PRO TIP: Ever wonder why email newsletters start with your first name? Most marketing platforms have the ability to pull this information from a database you upload. For a small email campaign, use a Gmail extension like Yet Another Mail Merge.

Make It Specific

One of the main reasons you might not receive an immediate “YES” is because the audience doesn’t know what they’re agreeing to. Make your request simple and specific. If you’re sensing hesitation from the room, dial down the commitment. YOU might need to make adjustments as the leader.

Offer mentorship, whether it’s a small task or long-term leadership role. If you’re not willing to mentor, ask another experienced group member. No one wants to raise their hand if they feel like they might fail. Studying group dynamics and practicing emotional intelligence will come in handy here.
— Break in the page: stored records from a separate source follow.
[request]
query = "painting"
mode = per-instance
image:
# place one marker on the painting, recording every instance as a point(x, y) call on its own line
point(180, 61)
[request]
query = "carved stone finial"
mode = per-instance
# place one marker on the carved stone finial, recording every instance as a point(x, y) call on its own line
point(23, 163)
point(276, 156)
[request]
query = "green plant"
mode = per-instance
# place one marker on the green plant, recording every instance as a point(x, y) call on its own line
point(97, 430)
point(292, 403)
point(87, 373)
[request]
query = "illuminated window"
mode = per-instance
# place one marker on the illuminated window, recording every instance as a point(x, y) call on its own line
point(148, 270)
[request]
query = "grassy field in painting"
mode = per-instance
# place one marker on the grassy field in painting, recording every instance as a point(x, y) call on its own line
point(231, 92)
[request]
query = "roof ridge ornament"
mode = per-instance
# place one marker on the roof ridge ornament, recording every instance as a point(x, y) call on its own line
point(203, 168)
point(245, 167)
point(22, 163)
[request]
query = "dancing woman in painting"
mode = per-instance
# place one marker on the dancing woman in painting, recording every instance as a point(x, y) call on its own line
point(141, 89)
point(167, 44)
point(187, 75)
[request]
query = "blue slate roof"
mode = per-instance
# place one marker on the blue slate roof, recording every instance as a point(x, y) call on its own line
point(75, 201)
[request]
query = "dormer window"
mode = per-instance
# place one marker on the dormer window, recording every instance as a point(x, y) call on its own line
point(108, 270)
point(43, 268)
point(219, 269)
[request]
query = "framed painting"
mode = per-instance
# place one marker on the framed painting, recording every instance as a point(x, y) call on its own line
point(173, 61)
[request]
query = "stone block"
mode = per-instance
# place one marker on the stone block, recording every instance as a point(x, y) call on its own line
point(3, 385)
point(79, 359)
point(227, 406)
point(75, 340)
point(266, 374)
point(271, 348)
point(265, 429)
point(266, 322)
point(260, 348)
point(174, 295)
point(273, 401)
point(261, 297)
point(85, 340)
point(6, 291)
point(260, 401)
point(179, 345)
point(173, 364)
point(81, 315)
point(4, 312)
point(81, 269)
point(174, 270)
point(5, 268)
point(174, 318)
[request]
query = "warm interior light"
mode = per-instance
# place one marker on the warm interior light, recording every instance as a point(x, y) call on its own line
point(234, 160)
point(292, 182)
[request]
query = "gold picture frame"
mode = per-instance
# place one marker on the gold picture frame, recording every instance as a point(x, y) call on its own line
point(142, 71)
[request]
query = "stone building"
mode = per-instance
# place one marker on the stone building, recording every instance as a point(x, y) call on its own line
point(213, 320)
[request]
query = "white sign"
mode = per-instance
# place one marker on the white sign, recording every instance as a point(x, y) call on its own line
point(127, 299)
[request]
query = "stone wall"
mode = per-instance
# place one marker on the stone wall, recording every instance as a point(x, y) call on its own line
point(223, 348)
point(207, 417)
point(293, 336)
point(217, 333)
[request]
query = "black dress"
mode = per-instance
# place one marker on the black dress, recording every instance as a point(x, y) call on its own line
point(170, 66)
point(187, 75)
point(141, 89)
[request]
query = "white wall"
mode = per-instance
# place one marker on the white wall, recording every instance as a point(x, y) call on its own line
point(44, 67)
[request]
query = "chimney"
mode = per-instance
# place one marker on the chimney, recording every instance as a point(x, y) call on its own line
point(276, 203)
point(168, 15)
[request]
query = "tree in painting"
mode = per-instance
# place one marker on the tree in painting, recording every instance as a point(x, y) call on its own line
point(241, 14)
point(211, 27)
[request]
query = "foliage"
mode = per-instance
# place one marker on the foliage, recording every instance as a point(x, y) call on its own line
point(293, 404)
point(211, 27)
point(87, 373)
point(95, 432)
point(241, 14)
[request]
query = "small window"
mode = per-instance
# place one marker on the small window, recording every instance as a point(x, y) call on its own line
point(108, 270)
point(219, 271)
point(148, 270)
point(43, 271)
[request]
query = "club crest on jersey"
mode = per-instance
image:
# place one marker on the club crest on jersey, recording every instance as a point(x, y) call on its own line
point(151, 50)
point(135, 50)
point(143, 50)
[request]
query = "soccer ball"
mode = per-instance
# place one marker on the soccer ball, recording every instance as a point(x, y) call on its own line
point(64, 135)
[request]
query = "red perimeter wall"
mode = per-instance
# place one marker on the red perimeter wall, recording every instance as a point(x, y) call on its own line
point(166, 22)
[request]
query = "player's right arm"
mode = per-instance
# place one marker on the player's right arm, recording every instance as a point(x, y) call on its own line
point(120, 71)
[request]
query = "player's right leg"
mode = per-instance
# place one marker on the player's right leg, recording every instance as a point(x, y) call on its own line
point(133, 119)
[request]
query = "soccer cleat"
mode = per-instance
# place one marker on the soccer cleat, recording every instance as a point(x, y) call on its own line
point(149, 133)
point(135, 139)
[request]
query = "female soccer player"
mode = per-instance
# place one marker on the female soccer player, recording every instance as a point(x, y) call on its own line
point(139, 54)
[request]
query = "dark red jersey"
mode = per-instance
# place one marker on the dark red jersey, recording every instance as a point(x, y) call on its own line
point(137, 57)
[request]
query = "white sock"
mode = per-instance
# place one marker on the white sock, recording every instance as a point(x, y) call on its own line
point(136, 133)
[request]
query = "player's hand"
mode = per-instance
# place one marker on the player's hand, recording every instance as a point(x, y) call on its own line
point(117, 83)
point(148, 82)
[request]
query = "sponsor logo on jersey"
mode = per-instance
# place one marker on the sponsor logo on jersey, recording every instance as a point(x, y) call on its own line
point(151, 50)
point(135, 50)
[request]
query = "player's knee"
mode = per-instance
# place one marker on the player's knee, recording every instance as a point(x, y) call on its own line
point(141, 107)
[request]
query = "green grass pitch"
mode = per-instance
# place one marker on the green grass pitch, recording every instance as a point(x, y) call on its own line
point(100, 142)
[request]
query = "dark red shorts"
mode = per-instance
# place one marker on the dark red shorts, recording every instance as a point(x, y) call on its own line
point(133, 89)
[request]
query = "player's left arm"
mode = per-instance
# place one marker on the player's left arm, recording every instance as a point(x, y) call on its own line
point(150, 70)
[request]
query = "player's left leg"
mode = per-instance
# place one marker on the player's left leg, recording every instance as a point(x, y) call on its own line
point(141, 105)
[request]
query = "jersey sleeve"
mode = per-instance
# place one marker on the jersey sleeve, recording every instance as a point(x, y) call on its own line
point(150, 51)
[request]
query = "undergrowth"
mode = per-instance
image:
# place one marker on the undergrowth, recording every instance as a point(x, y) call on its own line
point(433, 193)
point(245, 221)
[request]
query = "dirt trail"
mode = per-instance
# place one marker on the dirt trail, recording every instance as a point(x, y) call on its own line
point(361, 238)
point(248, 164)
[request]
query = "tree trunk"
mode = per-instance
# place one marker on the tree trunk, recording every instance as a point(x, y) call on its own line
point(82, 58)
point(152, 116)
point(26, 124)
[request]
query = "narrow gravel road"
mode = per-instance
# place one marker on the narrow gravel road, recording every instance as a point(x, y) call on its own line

DISCLAIMER: Craft a custom solution based on these points. Individuals behave differently when called-out in a real-time meeting, versus privately over email. Try several approaches to see what works best for the group. Investing in this level of care will pay off in the end.

Make It Easy

Imagine an engagement proposal where your partner gets on one knee and gives a beautiful speech but doesn’t actually ask, “Will you marry me?” You’re not even sure that’s what they’re asking. While it’s unlikely in this scenario, let’s talk about the professional equivalent.

For example, if you’ve written a long email and buried the lead, most people will (1) not remember all the details you’re trying to communicate and (2) not respond to a convoluted question you’ve maybe asked. It might be clear in your mind, but is it clear to others?

Make it easy for someone to say YES.

Whether written or verbal, state your invitation in less than ten words. If you’ve already made it personal and specific, this should come naturally. Once you receive the initial agreement, you can communicate additional resources and project specs later on.

Ultimately, many external factors will play into your ask; some will be in your control and others won’t. To maximize your success rate, create a safe space without shaming a group of shy volunteers or pressuring someone into saying yes to check your own box.

As a leader, if you take a genuine interest in the personal and professional growth of your constituents, they’re more likely to trust you enough to take on new challenges in the future. Don’t expect everyone to learn at your pace. Meet them where they are, and others will do the same for you.